City’s rule of law remains effective
The Ceremonial Opening of the Legal Year 2018 was held on Monday afternoon and, according to Hong Kong’s judicial tradition, the chief justice of the Court of Final Appeal, secretary for justice of the Hong Kong Special Administrative Region Government and heads of the Hong Kong Bar Association and the Law Society of Hong Kong all spoke at the ceremony. The rule of law and the Basic Law are no doubt two main themes in their speeches. Both have faced some tests in recent years but, although the judiciary will face more challenges this year, Hong Kong society has no reason to fear the two might be compromised.
Newly appointed Secretary for Justice Teresa Cheng Yeuk-wah said in her speech at the ceremony that violent or unlawful means cannot justify an end however noble it is. Her words remind people of many instances in which political parties and organizations used political excuses to justify illegal activities and even criminal behavior in recent years. When some perpetrators were eventually brought to justice their supporters invariably accused the government of political prosecution, in total disregard of Hong Kong law and professional judgment of local courts. That is apparently a reason why Chief Justice of the Court of Final Appeal Geoffrey Ma Tao-li reiterated in his speech that politics is of no consequence in court decisions.

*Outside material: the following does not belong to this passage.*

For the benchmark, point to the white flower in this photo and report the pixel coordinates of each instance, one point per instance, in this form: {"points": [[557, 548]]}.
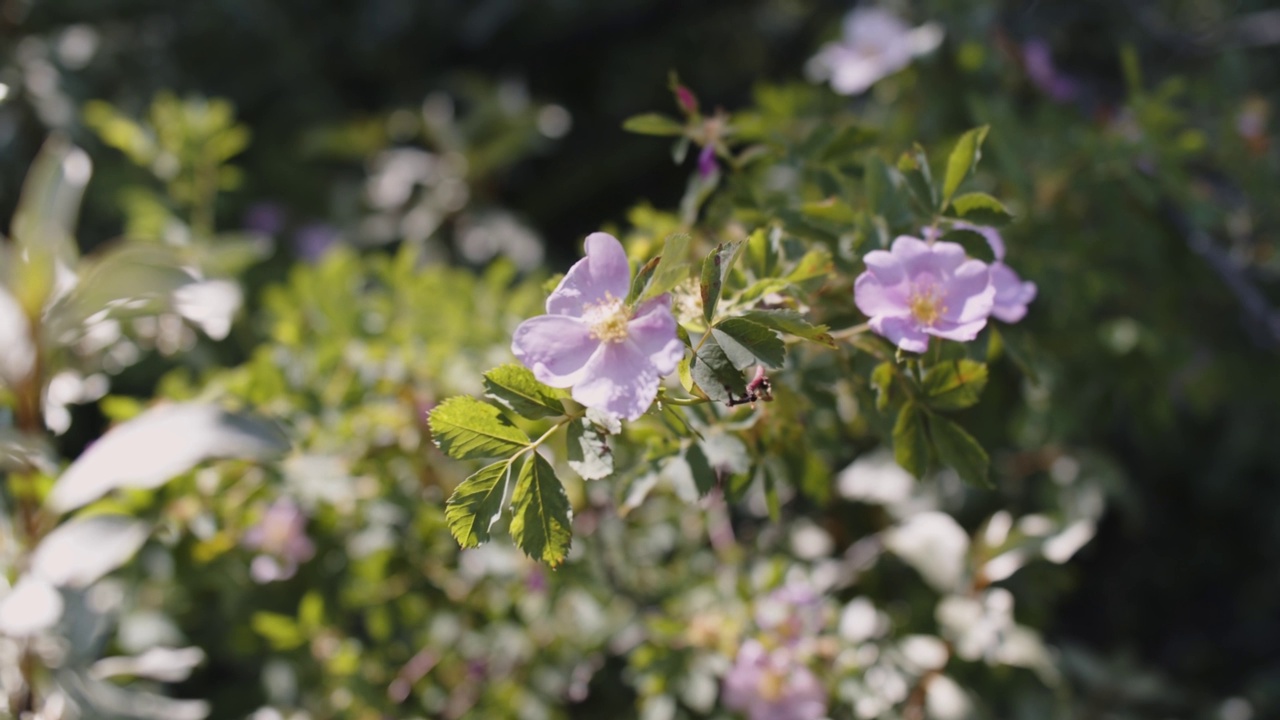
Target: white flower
{"points": [[874, 45]]}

The justice secretary also made a very significant remark in her speech, pointing out the “inherent flexibility of the Basic Law to allow developments over time whilst preserving the fundamentals that must be observed”. The flexibility and the concept of Basic Law developing over time relate closely to the recent controversy surrounding the co-location arrangement, which would allow mainland immigration, customs and quarantine officers to clear passengers according to national laws before boarding mainlandbound trains in a port area inside the Guangzhou-Shenzhen-Hong Kong Express Rail Link terminus in West Kowloon. The opposition camp has been crying foul over the arrangement ever since the SAR government announced it, but the National People’s Congress Standing Committee passed a decision last month that the co-location arrangements comply with the Basic Law of the HKSAR as well as the Constitution of the country.

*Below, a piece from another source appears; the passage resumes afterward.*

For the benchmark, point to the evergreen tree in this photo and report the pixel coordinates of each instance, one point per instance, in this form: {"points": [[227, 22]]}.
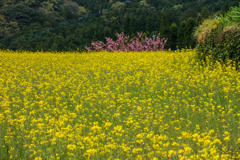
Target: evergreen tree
{"points": [[127, 25], [180, 35], [165, 31], [188, 34], [150, 24], [174, 30]]}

The NPCSC decision has addressed concerns that allowing mainland officers to enforce national laws in a port area inside the XRL terminus in West Kowloon could violate Article 18 of the Basic Law. Some people in Hong Kong, including the Bar Association, which has voiced opposition to the arrangement, have queried that they could not find any article in the constitutional document that authorizes it. But Cheng, who will oversee the local legislation process in coming months, has clearly expressed a correct judgment on the nature of the Basic Law and we hope all those opponents to the arrangement would be enlightened by Cheng’s speech and come to their senses.